President Donald Trump's son-in-law, White House special adviser Jared Kushner, has been using a private email server in tandem with his own official government account since entering the Oval Office. There is no evidence that Kushner shared sensitive government materials on his private server, but his decision to use one recalls the controversy surrounding former Secretary of State Hillary Clinton's email use.
On Sept. 24, four individuals familiar with Kushner's email disclosed that the special adviser had established a private family account for his online correspondence during the White House presidential transition in December 2016, Politico reports.
Kushner used the private account to correspond with several senior White House officials, such as former Chief of Staff Reince Priebus, former chief strategist Stephen K. Bannon and National Economic Council director Gary Cohn. The special adviser reportedly used the private server primarily for personal communications, but had received or sent messages on the account that pertained to Trump administration matters.
Abbe Lowell, Kushner's attorney, released an official statement clarifying Kushner's email practices.
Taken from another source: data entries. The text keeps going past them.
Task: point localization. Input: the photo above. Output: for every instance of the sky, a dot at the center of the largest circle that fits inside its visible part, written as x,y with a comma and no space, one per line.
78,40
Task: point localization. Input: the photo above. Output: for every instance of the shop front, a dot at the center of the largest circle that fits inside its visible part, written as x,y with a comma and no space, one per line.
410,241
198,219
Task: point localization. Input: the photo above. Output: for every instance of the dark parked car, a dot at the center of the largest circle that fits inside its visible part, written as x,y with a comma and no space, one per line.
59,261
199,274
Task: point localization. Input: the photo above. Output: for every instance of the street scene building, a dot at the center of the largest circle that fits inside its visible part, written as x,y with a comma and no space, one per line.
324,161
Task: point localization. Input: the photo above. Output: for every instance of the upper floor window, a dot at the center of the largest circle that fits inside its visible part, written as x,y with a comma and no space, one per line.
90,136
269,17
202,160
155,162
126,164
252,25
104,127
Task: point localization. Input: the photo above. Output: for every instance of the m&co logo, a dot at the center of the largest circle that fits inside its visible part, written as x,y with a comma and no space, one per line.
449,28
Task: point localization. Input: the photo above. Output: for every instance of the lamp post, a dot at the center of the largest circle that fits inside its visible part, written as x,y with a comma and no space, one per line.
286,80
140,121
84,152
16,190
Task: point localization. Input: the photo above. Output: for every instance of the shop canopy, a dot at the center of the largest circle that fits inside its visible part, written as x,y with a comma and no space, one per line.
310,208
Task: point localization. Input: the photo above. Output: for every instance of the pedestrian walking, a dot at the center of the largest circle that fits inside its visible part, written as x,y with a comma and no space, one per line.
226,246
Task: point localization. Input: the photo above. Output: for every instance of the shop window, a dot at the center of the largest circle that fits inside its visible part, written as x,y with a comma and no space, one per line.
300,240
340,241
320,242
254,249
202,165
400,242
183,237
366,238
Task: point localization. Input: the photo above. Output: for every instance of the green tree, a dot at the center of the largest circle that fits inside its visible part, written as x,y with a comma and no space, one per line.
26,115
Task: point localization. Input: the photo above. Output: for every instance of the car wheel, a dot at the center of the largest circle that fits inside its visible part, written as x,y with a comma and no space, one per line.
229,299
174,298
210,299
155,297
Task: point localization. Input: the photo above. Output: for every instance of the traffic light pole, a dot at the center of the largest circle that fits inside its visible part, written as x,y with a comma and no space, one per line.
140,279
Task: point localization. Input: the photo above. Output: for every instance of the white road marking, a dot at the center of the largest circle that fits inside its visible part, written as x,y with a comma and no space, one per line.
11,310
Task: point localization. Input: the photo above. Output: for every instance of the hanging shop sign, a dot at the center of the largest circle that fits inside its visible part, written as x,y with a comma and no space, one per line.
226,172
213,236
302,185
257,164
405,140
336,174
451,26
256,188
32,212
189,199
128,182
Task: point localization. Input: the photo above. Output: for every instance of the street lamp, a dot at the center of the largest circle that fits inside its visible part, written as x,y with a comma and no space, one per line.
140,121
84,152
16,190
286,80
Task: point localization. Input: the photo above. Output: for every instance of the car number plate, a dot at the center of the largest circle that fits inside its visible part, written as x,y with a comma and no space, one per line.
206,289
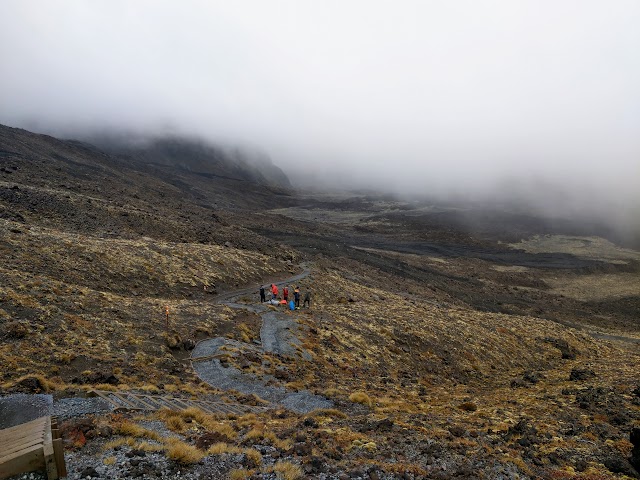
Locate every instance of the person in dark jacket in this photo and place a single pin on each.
(307, 300)
(296, 296)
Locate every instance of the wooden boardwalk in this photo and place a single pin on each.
(32, 446)
(122, 400)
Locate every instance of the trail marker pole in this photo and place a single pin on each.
(166, 310)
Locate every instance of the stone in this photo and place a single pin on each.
(578, 374)
(89, 472)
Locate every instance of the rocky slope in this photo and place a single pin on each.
(445, 351)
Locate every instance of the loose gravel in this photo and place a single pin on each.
(66, 408)
(278, 334)
(21, 408)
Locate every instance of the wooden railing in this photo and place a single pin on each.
(32, 446)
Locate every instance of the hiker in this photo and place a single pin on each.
(307, 300)
(296, 296)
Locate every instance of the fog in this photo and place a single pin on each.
(486, 99)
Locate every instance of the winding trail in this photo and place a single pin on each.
(278, 334)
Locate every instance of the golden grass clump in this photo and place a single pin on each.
(176, 424)
(148, 447)
(240, 474)
(222, 428)
(194, 413)
(182, 452)
(287, 471)
(361, 397)
(247, 420)
(118, 442)
(222, 448)
(254, 457)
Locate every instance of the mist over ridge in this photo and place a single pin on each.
(515, 104)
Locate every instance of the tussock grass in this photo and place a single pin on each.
(222, 448)
(118, 442)
(254, 457)
(176, 424)
(240, 474)
(361, 397)
(182, 452)
(148, 446)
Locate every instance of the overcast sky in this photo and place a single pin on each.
(419, 96)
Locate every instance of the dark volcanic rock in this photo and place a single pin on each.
(617, 464)
(578, 374)
(634, 437)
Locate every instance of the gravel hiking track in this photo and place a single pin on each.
(278, 335)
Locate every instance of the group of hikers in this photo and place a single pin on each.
(275, 296)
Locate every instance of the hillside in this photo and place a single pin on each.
(444, 349)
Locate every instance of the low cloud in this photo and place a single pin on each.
(483, 99)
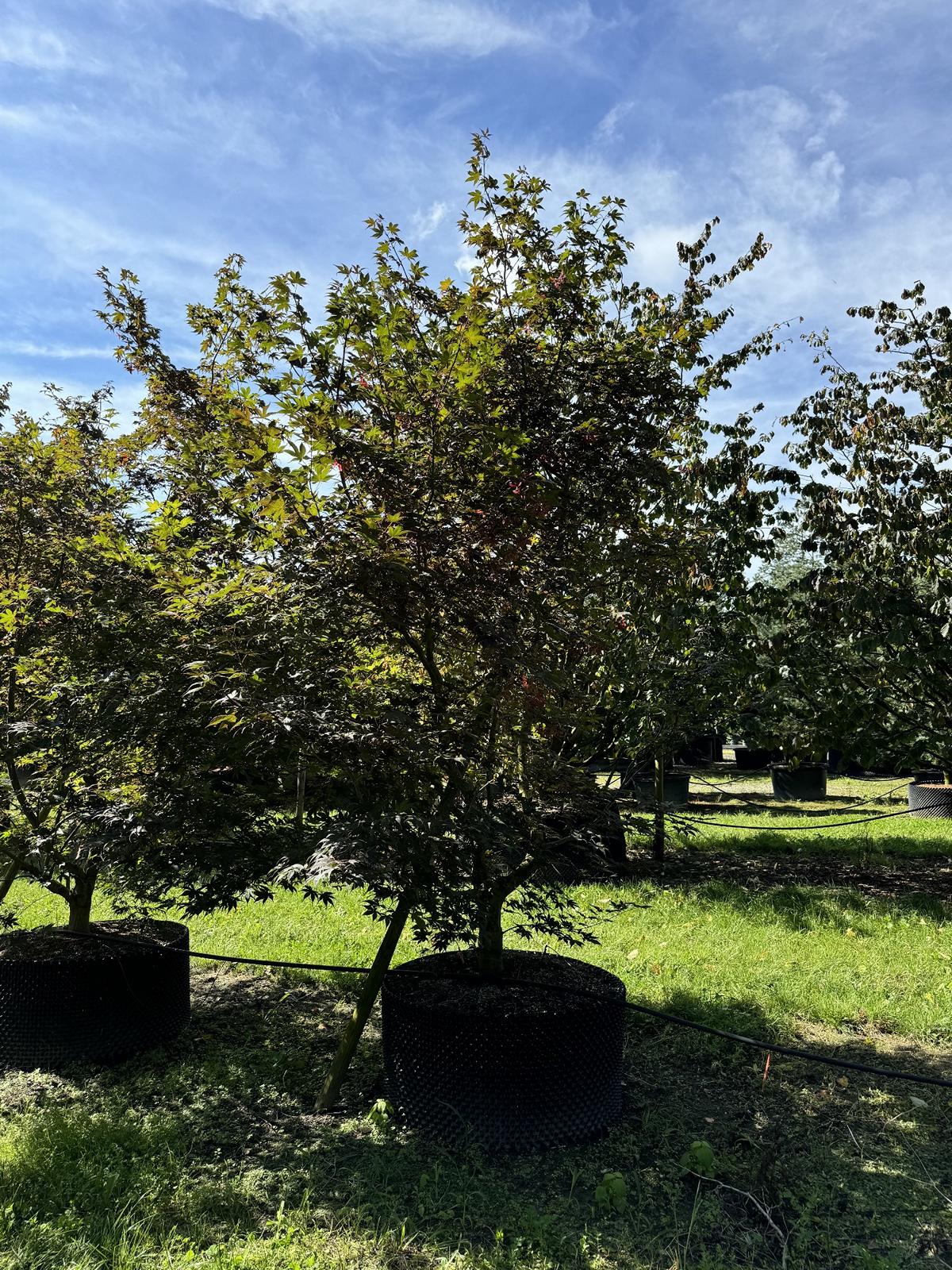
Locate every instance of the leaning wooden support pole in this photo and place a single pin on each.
(365, 1005)
(658, 842)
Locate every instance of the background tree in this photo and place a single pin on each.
(877, 505)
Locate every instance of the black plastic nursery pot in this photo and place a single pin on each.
(513, 1066)
(702, 751)
(749, 760)
(677, 787)
(806, 781)
(931, 799)
(84, 1000)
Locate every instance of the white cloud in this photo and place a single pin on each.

"Mr. Kushner uses his White House email address to conduct White House business," Lowell said. "Fewer than 100 emails from January through August were either sent to or returned by Mr. Kushner to colleagues in the White House from his personal email account.
"These usually forwarded news articles or political commentary and most often occurred when someone initiated the exchange by sending an email to his personal rather than his White House address," Kushner added.
Kushner has been tasked with some of the most sensitive policy priorities of the Trump administration. His portfolio includes brokering peace in the Middle East, facilitating communications between the U.S. and China and Mexico, restructuring government and criminal justice reform, according to CNN.
During the 2016 presidential race, Trump frequently blasted Clinton for her use of a private email account while serving at the State Department. Clinton had used both an official government and private email, similar to Kushner. A federal probe into the matter concluded with no charges recommended against the former Secretary of State.
Trump rallies were still often punctuated with attendees calling for Clinton to be incarcerated for her private email server. On Jan. 27, a survey conducted by Public Policy Polling found that 42 percent of self-identified Trump voters believed that Trump should be allowed to use a private email account after he assumed the presidency while 39 percent said he should not, according to New York Daily News.